/harness-engineering

Engineer the harness. Keep it thin.

Route

| Need | Load | |---|---| | create skill or prompt | references/mode-create.md | | eval skill | references/mode-eval.md | | lint skill | references/mode-lint.md | | apply skill-design lessons | references/skill-design-principles.md | | clean skill catalog | references/mode-audit.md + harness-kit-checks telemetry | | convert agent/skill | references/mode-convert.md | | sync externals | references/mode-sync.md | | engineer doctrine/gates/hooks | references/mode-engineer.md | | measure skill usage/health/staleness | references/mode-audit.md | | current model/provider/harness facts | the roster skill's references/model-provider-harness-index.md | | open-model defaults | references/open-model-roster.md | | preferred stack / infrastructure defaults | references/preferred-stack.md | | factory app capability routing | ../factory-apps/SKILL.md | | one core / many faces product template | references/one-core-many-faces.md + templates/one-core-many-faces/ | | generate a focused repo-local skill for a domain agent | references/repo-local-skill-generation.md + templates/repo-local-skill/ | | public-surface "works" critique | ../../harnesses/shared/references/works-critique.md | | model-native product boundary | ../../harnesses/shared/references/model-native-product-primitives.md | | loop readiness / Mode B handoff | ../../harnesses/shared/references/loop-readiness.md | | verification system first | ../../harnesses/shared/references/verification-system-first.md | | delete-first simplification lens | ../../harnesses/shared/references/delete-first.md | | Ponytail anti-overengineering ladder | ../.external/dietrich-ponytail/SKILL.md |

Repo-local skills for consumer repos (bespoke QA drivers, deploy runbooks, persona probes) are written directly into that repo's .agents/skills/ with its real routes and commands; this skill owns the craft either way.
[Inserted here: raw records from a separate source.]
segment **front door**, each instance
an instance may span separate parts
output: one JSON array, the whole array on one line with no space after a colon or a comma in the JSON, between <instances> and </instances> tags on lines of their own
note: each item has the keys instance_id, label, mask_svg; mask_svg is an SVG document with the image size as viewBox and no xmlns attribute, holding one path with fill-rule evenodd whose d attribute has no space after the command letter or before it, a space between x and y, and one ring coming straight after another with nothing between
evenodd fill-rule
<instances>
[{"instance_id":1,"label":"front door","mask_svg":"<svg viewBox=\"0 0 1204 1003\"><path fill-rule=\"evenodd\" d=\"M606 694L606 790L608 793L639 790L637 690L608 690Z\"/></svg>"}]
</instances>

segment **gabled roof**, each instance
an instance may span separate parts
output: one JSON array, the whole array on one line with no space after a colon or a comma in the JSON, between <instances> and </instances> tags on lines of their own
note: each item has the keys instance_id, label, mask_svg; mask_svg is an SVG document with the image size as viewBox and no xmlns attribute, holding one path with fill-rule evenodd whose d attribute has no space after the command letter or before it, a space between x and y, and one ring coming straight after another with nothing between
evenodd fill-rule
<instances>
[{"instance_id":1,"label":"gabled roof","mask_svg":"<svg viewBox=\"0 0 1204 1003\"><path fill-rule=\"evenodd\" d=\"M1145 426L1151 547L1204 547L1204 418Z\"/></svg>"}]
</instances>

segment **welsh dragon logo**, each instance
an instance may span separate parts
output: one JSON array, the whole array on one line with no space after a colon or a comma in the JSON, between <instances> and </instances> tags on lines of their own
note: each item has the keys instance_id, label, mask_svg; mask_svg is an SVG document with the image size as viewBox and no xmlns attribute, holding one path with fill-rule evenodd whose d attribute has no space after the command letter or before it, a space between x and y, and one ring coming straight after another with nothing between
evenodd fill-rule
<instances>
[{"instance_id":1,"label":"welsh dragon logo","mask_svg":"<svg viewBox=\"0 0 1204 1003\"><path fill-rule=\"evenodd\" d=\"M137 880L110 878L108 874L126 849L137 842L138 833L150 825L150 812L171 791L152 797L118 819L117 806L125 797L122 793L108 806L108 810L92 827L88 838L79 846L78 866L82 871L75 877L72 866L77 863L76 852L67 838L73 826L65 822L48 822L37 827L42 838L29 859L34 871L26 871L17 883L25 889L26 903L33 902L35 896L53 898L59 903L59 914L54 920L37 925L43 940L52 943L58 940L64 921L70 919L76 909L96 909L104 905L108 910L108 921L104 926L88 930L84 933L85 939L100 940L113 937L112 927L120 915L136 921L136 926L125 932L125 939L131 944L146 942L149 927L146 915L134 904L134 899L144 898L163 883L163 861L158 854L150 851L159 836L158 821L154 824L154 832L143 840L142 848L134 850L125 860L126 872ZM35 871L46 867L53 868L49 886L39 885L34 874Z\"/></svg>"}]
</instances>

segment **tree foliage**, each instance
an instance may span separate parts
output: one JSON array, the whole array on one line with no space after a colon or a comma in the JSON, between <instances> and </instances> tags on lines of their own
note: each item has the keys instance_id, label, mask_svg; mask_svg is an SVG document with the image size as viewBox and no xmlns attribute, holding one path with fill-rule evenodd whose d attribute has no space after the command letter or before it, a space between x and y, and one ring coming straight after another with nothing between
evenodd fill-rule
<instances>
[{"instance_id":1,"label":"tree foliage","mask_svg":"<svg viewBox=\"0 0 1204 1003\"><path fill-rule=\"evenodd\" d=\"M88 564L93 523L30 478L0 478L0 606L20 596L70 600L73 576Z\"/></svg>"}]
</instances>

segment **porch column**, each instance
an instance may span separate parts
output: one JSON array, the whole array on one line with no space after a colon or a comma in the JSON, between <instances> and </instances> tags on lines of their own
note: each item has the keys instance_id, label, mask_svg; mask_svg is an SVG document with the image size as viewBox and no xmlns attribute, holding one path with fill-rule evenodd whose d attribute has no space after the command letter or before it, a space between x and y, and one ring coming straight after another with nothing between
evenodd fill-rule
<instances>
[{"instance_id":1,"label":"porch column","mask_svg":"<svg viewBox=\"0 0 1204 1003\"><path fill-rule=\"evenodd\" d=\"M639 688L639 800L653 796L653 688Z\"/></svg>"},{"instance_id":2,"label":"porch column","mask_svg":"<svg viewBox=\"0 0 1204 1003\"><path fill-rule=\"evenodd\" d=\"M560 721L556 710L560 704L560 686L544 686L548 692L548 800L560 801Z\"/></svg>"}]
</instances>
Process, provenance header, and eval-stub shape: references/repo-local-skill-generation.md + templates/repo-local-skill/. For a repo's verification skill, interview the operator first: the manual checks they run after the agent responds and before merge are the spec — encode each check that has a tool. Turning a proven session pattern into a first-party primitive starts at the primitive test below — most patterns are prompts, not skills.

Contract

Fix root cause in the highest-leverage layer: type/test/hook/gate/skill/ AGENTS, in that order.
Prefer deletion. Harness prose is context tax.
Use Ponytail before adding or expanding primitives, provider layers, harness-specific accelerators, gates, wrappers, or skill prose. The lazy viable path has to lose on evidence before a larger harness mechanism earns its place.
Cross-harness first means filesystem + SKILL.md portability. Prefer smoke-tested open-model peer lanes through Pi, Goose, and OpenCode on OpenRouter; keep Claude, Antigravity, Cursor, and Grok conditional unless their specific surface answers the task.
Skills stay self-contained: scripts/libs/references under the skill; state roots from invoking repo.
Code outside a skill serves only Harness Kit source-repo maintenance, generated artifacts, bootstrap/install, or harness configuration. It is not a place for skill behavior.
Treat a skill as a folder, not a markdown file. Use scripts, references, examples, templates, assets, evals, or append-only data when prose would make the agent reconstruct repeatable work.
Model/provider/harness selection facts live in the roster skill (skills/roster/references/model-provider-harness-index.md). Keep that file factual: model ids, context, price, latency/smoke evidence, tool support, benchmark sources, deprecations, and freshness. Do not encode role-fit policy there; the lead agent composes task-specific teams from current evidence.
Harness Kit source skills live in skills/; repo-local .agents/skills/ and harness-specific skill bridge dirs are /seed output for consumer repos.
Generated/root AGENTS.md is a router, not a manual. Keep non-obvious facts only.
System bootstrap exposes the full first-party skill catalog; repo-local vendoring is exceptional and must earn its complexity.
Provider CLIs are tools. Do not wrap them in semantic orchestration unless a shaped ticket explicitly asks.
Harness-specific accelerators (e.g. orchestration-workflow templates) may ride inside a skill folder as assets the prose names as optional — a harness without the feature must lose nothing by ignoring them. Build one only after telemetry shows the pattern recurring; never pre-author.

Delegation Judgment

delegate on judgment per the shared Roster contract: native subagents by default; add cross-model critics, roster providers, or sprite lanes (/sprites) only when they answer a distinct question. See harnesses/shared/AGENTS.md (Roster).

Local lane guidance: Use lanes for doctrine critique, runtime compatibility, gate design, and regression risk. Do not treat a missing repo-local roster as a waiver; use the resolver-backed probe.

Primitive Test

Before creating or growing anything, classify it (2026-06 audit, backlog 103):

Local prompt — "is this just what the operator would retype to a strong model?" Keep it in chat, local scratch, or a skill template only when a skill truly needs reusable wording. Do not add a repo-level prompt layer. If the operator expects Codex app slash or $ discovery, use a skill instead.
Skill — "does this change what a frontier model does, for the better, repeatedly?" Judgment + context the model can't derive.
Doctrine line — "worth paying for in every session?" Goes in AGENTS.md, not a folder.
Mode B — event-triggered (on PR-ready, on production error, on schedule)? It belongs in the event plane (bitterblossom), not this harness. This repo is the ad-hoc operator layer plus the shared disk contracts. Load harnesses/shared/references/loop-readiness.md before proposing any unattended loop.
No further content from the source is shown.